Cita-citanya untuk membakar kedua perkumpulan besar itu agar mereka saling serang sehingga dia akan dapat mempelajari gerakan-gerakan ilmu silat mereka yang sedang bertanding, gagal. Ang-Hong-Pai (Perkumpulan Tawon merah) merupakan sebuah perkumpulan sesat yang anggautanya seluruhnya terdiri dari wanita-wanita belaka. Biarpun hanya merupakan sebuah perkumpulan wanita, namun nama Ang-Hong-Pai terkenal di dunia hitam sebagai perkumpulan yang kuat karena para anggauta wanita yang jumlahnya mendekati seratus itu rata- rata memiliki ilmu silat tinggi, ahli pula tentang penggunaan racun dan rata-rata memiliki watak kejam dan buas, mudah membunuh dan tidak segan-segan menyiksa lawan yang tertawan. Juga banyak di antara mereka terkenal sebagai wanita-wanita yang haus akan pria,

Suka menangkapi pria-pria muda dan celakalah pria yang sudah menjadi tawanan mereka karena dia akan dibawa ke sarang Ang-Hong-Pai dan tak seorangpun tahu apa yang menjadi nasibnya karena dia takkan pernah muncul lagi di dunia ramai! Biarpun banyak di antara para anggauta Ang-Hong-Pai merupakan wanita-wanita muda yang berwajah cantik dan bersikap genit, namun kaum pria bergidik ngeri kalau mendengar disebutnya nama Ang-Hong-Pai. Terutama sekali mereka yang tinggal di daerah kota Nan-ping di Propinsi Hok-kian. Kalau ada seorang wanita, betapa cantikpun, mengenakan pakaian serba merah, sebagai tanda bahwa ia anggauta Ang-Hong-Pai, maka para pemuda yang tidak memiliki kepandaian segera cepat-cepat menyembunyikan diri, seperti anak-anak ayam melihat datangnya seekor musang.

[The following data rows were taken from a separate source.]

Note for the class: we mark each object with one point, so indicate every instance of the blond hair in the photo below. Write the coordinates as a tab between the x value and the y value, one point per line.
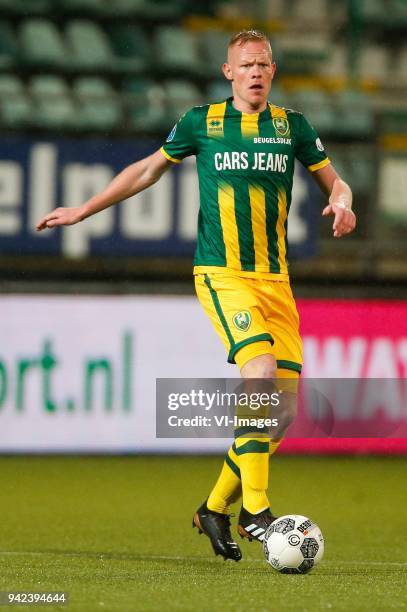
248	35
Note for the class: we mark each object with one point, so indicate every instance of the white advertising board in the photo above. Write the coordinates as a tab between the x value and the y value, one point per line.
79	373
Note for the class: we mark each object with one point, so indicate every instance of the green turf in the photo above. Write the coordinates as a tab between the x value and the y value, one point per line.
115	533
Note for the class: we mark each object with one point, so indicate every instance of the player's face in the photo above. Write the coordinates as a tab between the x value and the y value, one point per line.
250	67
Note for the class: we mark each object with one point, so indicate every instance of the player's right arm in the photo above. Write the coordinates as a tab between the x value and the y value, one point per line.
131	180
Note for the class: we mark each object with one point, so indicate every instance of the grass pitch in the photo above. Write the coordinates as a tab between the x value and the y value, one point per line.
115	533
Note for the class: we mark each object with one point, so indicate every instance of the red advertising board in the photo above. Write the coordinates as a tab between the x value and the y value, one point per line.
359	340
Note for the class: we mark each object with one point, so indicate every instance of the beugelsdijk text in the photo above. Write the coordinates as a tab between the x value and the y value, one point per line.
206	400
220	421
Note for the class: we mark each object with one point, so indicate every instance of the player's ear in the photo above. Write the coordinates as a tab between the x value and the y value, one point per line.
227	71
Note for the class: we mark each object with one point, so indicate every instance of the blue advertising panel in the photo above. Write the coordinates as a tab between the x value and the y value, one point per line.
38	175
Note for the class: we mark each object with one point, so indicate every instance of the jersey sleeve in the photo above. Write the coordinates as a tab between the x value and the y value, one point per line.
181	141
309	148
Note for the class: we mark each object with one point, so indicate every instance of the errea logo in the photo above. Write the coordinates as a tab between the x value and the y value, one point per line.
271	140
242	320
215	125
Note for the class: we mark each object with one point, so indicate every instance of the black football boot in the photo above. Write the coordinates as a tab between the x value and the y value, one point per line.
217	527
254	526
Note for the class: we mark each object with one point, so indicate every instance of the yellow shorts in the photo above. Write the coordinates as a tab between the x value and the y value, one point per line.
252	317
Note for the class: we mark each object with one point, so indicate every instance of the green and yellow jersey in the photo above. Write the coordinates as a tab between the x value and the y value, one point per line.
245	167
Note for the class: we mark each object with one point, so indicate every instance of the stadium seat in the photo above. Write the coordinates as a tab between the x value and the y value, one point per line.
317	107
90	45
219	90
214	49
93	7
15	106
181	96
302	53
159	9
176	49
355	117
336	65
51	52
54	108
401	67
99	106
374	10
374	63
8	45
147	105
399	11
127	8
310	10
131	45
19	7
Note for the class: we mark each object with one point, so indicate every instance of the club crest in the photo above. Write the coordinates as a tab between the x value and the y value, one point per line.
242	320
281	126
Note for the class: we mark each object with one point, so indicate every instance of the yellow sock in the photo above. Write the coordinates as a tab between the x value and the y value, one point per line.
253	455
228	487
274	444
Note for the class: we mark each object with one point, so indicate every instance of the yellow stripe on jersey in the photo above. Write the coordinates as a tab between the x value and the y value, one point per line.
319	165
250	125
280	229
215	120
258	210
226	199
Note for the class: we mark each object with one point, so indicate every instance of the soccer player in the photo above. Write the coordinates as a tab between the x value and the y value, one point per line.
245	148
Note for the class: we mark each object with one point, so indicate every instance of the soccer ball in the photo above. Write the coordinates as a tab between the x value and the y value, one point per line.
293	544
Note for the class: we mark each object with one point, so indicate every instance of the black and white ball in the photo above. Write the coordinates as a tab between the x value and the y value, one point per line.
293	544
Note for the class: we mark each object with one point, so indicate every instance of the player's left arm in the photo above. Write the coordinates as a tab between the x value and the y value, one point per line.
340	200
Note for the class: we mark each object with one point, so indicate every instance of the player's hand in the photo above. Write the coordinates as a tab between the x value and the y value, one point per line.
345	219
61	216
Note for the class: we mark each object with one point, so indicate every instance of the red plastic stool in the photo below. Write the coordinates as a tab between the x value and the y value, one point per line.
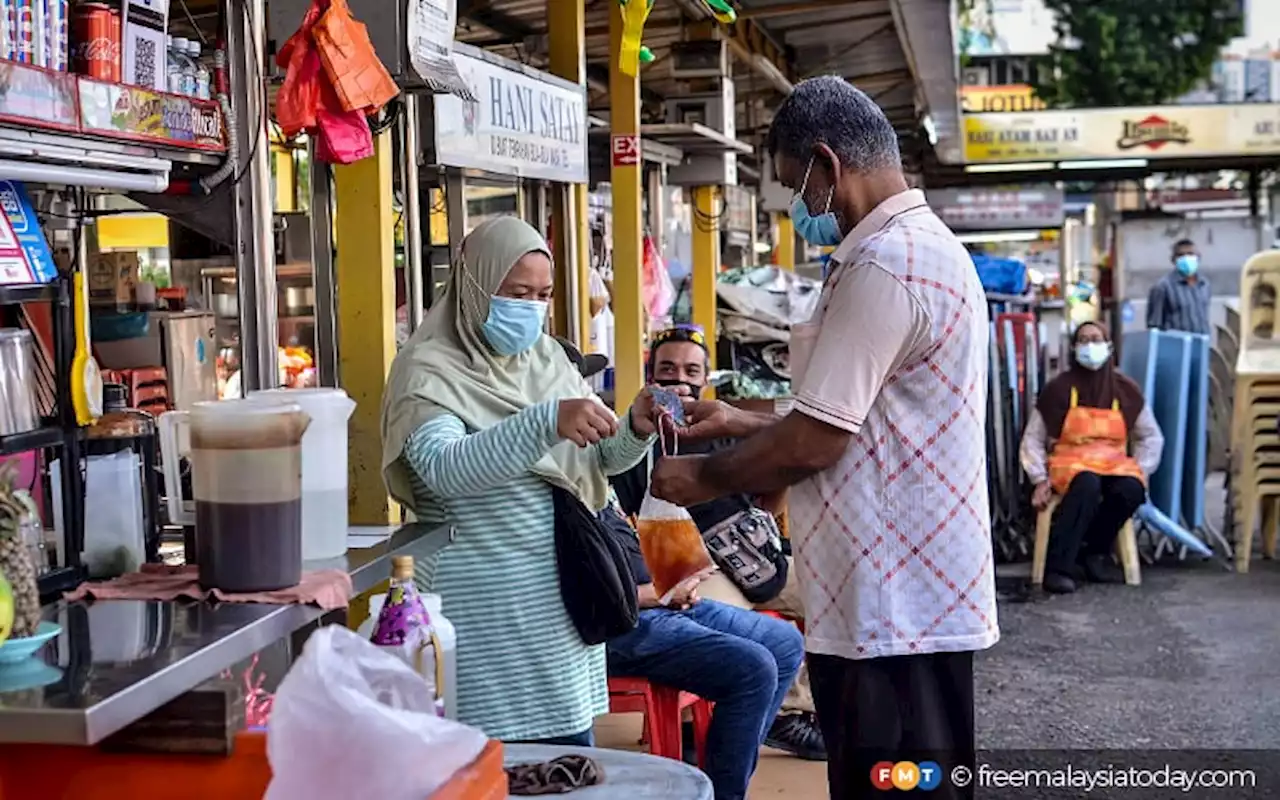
662	708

Para hartawan di kota Nan-ping dan sekitarnya, tidak ada yang berani menolak untuk memberi sumbangan apabila ada wanita baju merah datang ke rumah mereka, sehingga kehidupan Ang-Hong-Pai terjamin oleh sumbangan-sumbangan itu, di samping hasil perampokan atau pencurian yang mereka lakukan di tempat-tempat yang jauh dari wilayah Nan-ping. Mereka tidak pernah mau mengganggu wilayah itu karena mereka memperoleh sumbangan dengan dalih "menjaga keamanan". Ada memang terjadi beberapa kali munculnya seorang jagoan yang menganggap dirinya cukup mampu utuk menjadi pendekar dan menentang Ang-Hong-Pai, akan tetapi akibatnya, jagoan itu yang tewas dan mayatnya tak pernah dilihat orang. Maka, nama Ang-Hong-Pai menjadi semakin tersohor dan kaum pendekar merasa lebih aman untuk mengambil jalan sendiri dan tidak mencari perkara dengan waita-wanita liar itu.

Yang menjadi ketua dari Ang-Hong-Pai ketika itu adalah seorang wanita berusia kurang lebih enam puluh tahun, akan tetapi melihat bentuk wajahnya yang masih manis, mukanya yang belum dinodai keriput, tubuhnya yang masih padat rampng, ia nampak seperti seorang wanita berusia tiga puluh tahun saja! Para anggauta atau murid Ang-Hong-Pai menyebutnya Theng Toanio dan nama sebenarnya adalah Theng Ci. Wanita ini masih nampak cantik dan pakaiannya selalu mewah, berwarna merah terbuat dari Sutera mahal dengan hiasan kuning emas dan garis biru. Theng Toanio ini melanjutkan kedudukan mendiang subonya (guru wanita) memimpin Ang-Hong-Pai dan karena ia nampak lebih pandai daripada mendiang subonya, maka anak buah Ang-Hong-Pai semua taat dan tunduk kepadanya.

Theng Toanio inilah yang mulai memungut sumbangan dari para hartawan, berbeda dengan mendiang subonya yang dahulu hanya mengandalkan kejahatan untuk membiayai perkumpulannya. Juga kini anggaua Ang-Hong-Pai mendekati seratus orang kesemuanya terdiri dari wanita-wanita cantik dengan usia tidak lebih dari tiga puluh tahun! Theng Toanio mengusir bekas anggauta yang usianya sudah lebih dari tiga puluh tahun. Wanita ini memang lihai sekali, lihai permainan pedangnya dan juga amat pandai mempergunakan senjata rahasia jarum merah yang mengandung racun tawon yang amat kuat. Perlu diketahui bahwa diwaktu mudanya, Theng Ci ini pernah diperkosa oleh datuk sesat Thian-tok, dan agaknya pengalaman inilah membuat Thian-tok tidak melupakan wanita ini.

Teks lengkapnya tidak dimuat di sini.